The examples that the noble Lord, Lord Storey, talked about, of some schools having support and not others, are what I experienced and are usual. As an ex-Education Minister, I know that the most difficult thing is not to find what works but to get it into every school. The real challenge is rolling out good practice. I am cautiously excited, if that is not a contradiction in terms, to have got this model into 80 schools in Birmingham in five years and to be all ready to move to the primary schools. I wanted to bring that to the attention of this debate as something I hope we can take forward.

I know that, after we started, the Government came forward with their Green Paper, the first aid kit and measures to work with schools. I applaud that and am grateful for it, but the worry of our team in BEP is that elements of this still use the NHS-based model. If I get over one fact in this debate, it is that that by itself will not work. It has to be a model that is wrapped round, runs through and envelops the life that children have in schools, so that attention to mental health is part of how we do our job and not something that we have to refer children to.

I will finish by giving four or five points that BEP has learned and wants to bring to the attention of this debate—I am merely chair of the organisation and pay tribute to the team. First, quick wins are possible and there is nothing wrong with them, but sustained work needs time and consistency. The fact that we are going into our fifth year of this project is an important message in itself. Secondly, these lead teachers need to be confident and well trained, and have good subject knowledge and the confidence to train others. They therefore need training on an ongoing basis that will bring them together and enable them to do their job. Thirdly, schools need to be supported by an integrated team with other skills and other professionals.

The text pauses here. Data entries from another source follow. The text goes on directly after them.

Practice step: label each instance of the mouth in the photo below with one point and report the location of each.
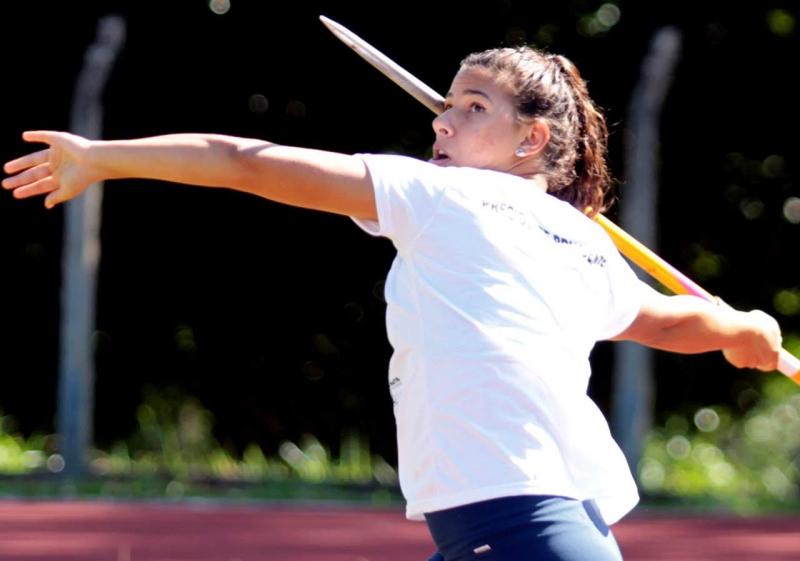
(439, 156)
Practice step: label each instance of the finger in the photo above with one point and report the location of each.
(25, 162)
(29, 176)
(47, 137)
(40, 187)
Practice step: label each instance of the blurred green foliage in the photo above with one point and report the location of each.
(174, 440)
(744, 461)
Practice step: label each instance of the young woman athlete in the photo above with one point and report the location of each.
(500, 288)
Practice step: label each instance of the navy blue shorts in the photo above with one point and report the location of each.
(541, 528)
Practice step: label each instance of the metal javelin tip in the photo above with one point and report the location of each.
(424, 94)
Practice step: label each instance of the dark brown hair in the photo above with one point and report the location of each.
(549, 87)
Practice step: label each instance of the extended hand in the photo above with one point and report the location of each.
(61, 171)
(761, 344)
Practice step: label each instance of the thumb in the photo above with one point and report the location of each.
(47, 137)
(54, 198)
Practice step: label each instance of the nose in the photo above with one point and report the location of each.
(442, 126)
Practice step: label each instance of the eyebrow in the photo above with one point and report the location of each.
(471, 92)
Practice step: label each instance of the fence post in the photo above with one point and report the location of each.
(81, 256)
(633, 364)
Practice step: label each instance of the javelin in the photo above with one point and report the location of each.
(631, 248)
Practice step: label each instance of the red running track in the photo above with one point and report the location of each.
(114, 531)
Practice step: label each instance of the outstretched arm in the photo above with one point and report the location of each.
(687, 324)
(315, 179)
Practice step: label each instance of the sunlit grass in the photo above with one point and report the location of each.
(745, 461)
(174, 453)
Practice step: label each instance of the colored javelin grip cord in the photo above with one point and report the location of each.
(652, 264)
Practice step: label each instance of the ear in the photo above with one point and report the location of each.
(538, 135)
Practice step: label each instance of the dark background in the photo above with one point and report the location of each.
(273, 316)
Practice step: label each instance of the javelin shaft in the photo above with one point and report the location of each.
(647, 260)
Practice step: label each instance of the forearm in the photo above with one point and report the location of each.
(688, 324)
(302, 177)
(196, 159)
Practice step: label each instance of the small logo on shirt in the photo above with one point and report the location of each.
(524, 219)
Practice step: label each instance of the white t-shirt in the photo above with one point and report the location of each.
(495, 299)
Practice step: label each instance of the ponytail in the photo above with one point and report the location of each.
(549, 87)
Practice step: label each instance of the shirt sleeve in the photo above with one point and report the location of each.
(626, 293)
(407, 192)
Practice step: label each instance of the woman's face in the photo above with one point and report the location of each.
(478, 127)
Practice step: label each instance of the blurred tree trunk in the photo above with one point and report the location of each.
(632, 408)
(81, 256)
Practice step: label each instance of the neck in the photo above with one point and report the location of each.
(538, 180)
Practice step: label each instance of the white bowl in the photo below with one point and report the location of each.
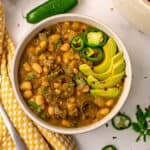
(31, 34)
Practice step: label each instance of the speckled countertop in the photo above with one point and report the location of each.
(138, 46)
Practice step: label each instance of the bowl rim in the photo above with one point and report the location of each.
(30, 34)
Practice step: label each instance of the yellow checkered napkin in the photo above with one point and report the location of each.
(35, 137)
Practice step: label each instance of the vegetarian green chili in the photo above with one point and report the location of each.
(121, 121)
(77, 43)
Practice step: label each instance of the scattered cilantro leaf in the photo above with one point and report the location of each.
(34, 106)
(45, 90)
(30, 76)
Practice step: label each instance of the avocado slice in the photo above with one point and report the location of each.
(115, 68)
(108, 93)
(110, 50)
(109, 82)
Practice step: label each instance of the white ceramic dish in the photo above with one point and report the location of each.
(136, 11)
(31, 34)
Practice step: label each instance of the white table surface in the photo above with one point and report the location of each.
(138, 46)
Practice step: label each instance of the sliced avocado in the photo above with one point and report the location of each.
(109, 82)
(115, 68)
(86, 70)
(108, 93)
(110, 50)
(117, 57)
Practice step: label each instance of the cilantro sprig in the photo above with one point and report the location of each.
(34, 106)
(142, 123)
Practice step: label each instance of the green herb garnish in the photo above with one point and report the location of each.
(121, 121)
(34, 106)
(43, 116)
(141, 126)
(72, 84)
(30, 76)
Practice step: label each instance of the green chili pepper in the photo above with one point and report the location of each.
(92, 54)
(109, 147)
(50, 8)
(94, 37)
(77, 43)
(121, 122)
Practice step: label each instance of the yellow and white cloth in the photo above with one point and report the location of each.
(35, 137)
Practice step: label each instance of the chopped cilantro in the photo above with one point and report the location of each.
(30, 76)
(34, 106)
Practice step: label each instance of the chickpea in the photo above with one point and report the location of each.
(56, 85)
(27, 94)
(71, 106)
(38, 50)
(77, 56)
(66, 123)
(39, 99)
(45, 70)
(27, 67)
(75, 26)
(53, 38)
(104, 111)
(67, 56)
(99, 101)
(65, 47)
(110, 102)
(71, 99)
(26, 85)
(51, 57)
(30, 50)
(43, 44)
(42, 57)
(51, 110)
(36, 67)
(45, 83)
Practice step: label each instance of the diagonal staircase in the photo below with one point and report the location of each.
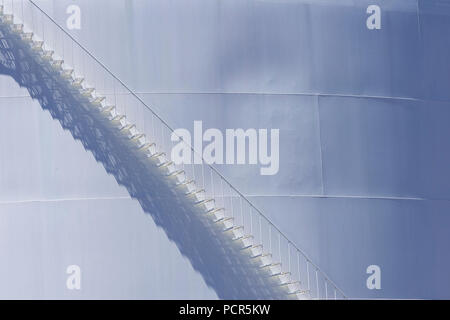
(239, 252)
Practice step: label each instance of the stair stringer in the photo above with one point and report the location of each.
(223, 265)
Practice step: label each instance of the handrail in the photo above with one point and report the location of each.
(130, 91)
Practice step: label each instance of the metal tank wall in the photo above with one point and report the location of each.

I will make two points to finish about things that are not around yet but which will come. Schools need to know who to go to in order to buy or get good quality support. This will become a market. There are lots of organisations—some good and some not so good—selling or giving services. We will get to the point where we as politicians can list the organisations and resources which schools can access to support this work, but we do not give teachers the information they need to make wise decisions about what they buy or access.

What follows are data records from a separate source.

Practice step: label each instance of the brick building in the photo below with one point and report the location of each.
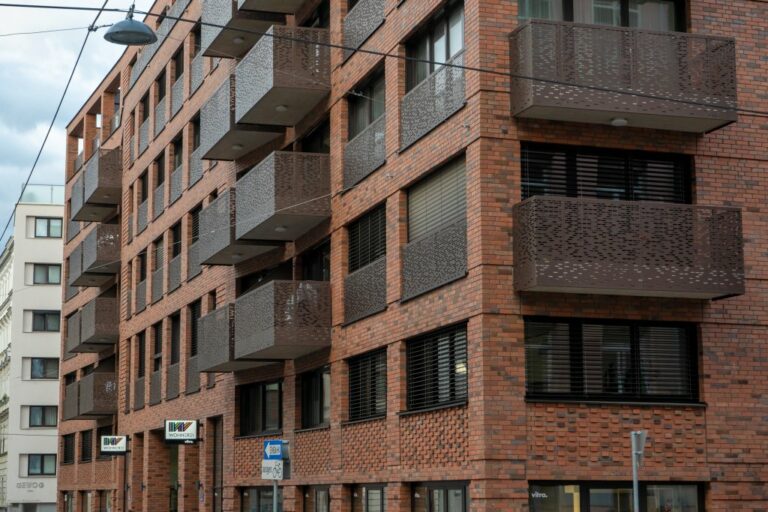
(448, 289)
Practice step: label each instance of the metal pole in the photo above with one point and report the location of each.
(635, 464)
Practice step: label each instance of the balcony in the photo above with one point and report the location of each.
(597, 246)
(292, 76)
(239, 24)
(217, 244)
(96, 260)
(95, 327)
(283, 320)
(217, 343)
(221, 137)
(97, 191)
(656, 79)
(283, 197)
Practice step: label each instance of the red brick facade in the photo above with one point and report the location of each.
(497, 442)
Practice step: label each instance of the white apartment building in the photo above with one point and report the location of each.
(30, 321)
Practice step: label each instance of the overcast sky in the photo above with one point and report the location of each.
(34, 70)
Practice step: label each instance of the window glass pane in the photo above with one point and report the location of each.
(672, 498)
(653, 14)
(554, 498)
(610, 500)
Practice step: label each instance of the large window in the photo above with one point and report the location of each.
(440, 497)
(368, 385)
(366, 104)
(43, 273)
(665, 15)
(368, 238)
(260, 408)
(41, 464)
(437, 368)
(43, 415)
(439, 42)
(47, 227)
(601, 497)
(437, 201)
(574, 171)
(44, 368)
(46, 321)
(316, 398)
(610, 360)
(259, 499)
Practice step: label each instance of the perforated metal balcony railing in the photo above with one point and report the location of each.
(600, 246)
(594, 74)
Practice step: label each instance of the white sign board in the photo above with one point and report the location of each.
(272, 469)
(181, 431)
(114, 444)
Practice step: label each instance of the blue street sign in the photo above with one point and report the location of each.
(273, 449)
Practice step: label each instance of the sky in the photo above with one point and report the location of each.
(33, 72)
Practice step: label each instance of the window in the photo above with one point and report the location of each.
(68, 449)
(141, 341)
(440, 497)
(175, 338)
(259, 499)
(46, 227)
(366, 104)
(86, 445)
(41, 464)
(663, 15)
(598, 497)
(441, 41)
(368, 238)
(43, 273)
(44, 368)
(610, 360)
(437, 201)
(46, 321)
(43, 415)
(157, 353)
(316, 398)
(369, 498)
(368, 385)
(437, 368)
(260, 408)
(194, 315)
(573, 171)
(316, 263)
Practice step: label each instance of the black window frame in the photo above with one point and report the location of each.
(424, 382)
(47, 267)
(313, 394)
(681, 20)
(253, 398)
(48, 222)
(367, 394)
(586, 485)
(46, 317)
(577, 371)
(43, 409)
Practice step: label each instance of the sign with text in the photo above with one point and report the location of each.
(181, 431)
(114, 444)
(272, 469)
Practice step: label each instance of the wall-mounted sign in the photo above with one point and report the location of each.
(114, 444)
(181, 431)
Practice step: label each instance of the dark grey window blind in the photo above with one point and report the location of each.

Lastly, our team made a point which made me smile: you have to work within the school year. The National Health Service does not work in line with the school year. If we are to bring professionals together to create in our schools an environment where children are given the skills and knowledge to create as good mental health and well-being as possible, we have to work around the rhythms of what they do.

As I say, I am not putting this forward as something that is guaranteed to be a success, but I am confident that it is a more than valuable and important contribution to the debate, which I am delighted we are now having.